The National Football League Players Association (NFLPA) went on strike in 1987, and the owners brought in replacement players to start the season. After three weeks, many of the players on strike returned, weakening the union's position.
In 1994, the Major League Baseball Players Association (MLBPA) went on strike. Spring training in 1995 started with replacement players, however the dispute was settled before the start of the regular season. Players who agreed to serve as replacement players were subsequently blacklisted by the MLBPA, although the majority of them had not been eligible to join the union at the time they crossed picket lines, since they had not played in the major leagues.
In 2005, the labor conflict between the United States Soccer Federation and its players led to U.S. national team players not reporting to camp in lieu of qualification for the 2006 World Cup. With almost every single Major League Soccer player, even those not in the U.S. player pool, refusing to participate, the camp was made up from players from the lower divisions of US Soccer, the United Soccer Leagues. The two sides came to an agreement before any matches were played.
Though not technically players, professional officials have associations very similar to players associations.

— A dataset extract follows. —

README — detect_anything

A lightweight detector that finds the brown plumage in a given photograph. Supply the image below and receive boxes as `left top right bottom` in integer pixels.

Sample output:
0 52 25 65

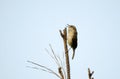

The National Hockey League Officials Association struck in 1993. The league decided to bring in replacement officials, however many officials from the minor leagues and high-level junior hockey stood with the union and refused to break the picket line. This led to the resolution of the strike after 17 days.
In 1999, 22 Major League Baseball umpires resigned since their collective bargaining agreement did not allow them to strike. The 12 umpires who decided not to resign were joined by 25 replacements. The umpire's posturing was unsuccessful and led to a lengthy legal battle. In the end, some - but not all - of the umpires who resigned were rehired, and a new union, the World Umpires Association, was created to represent the umpires.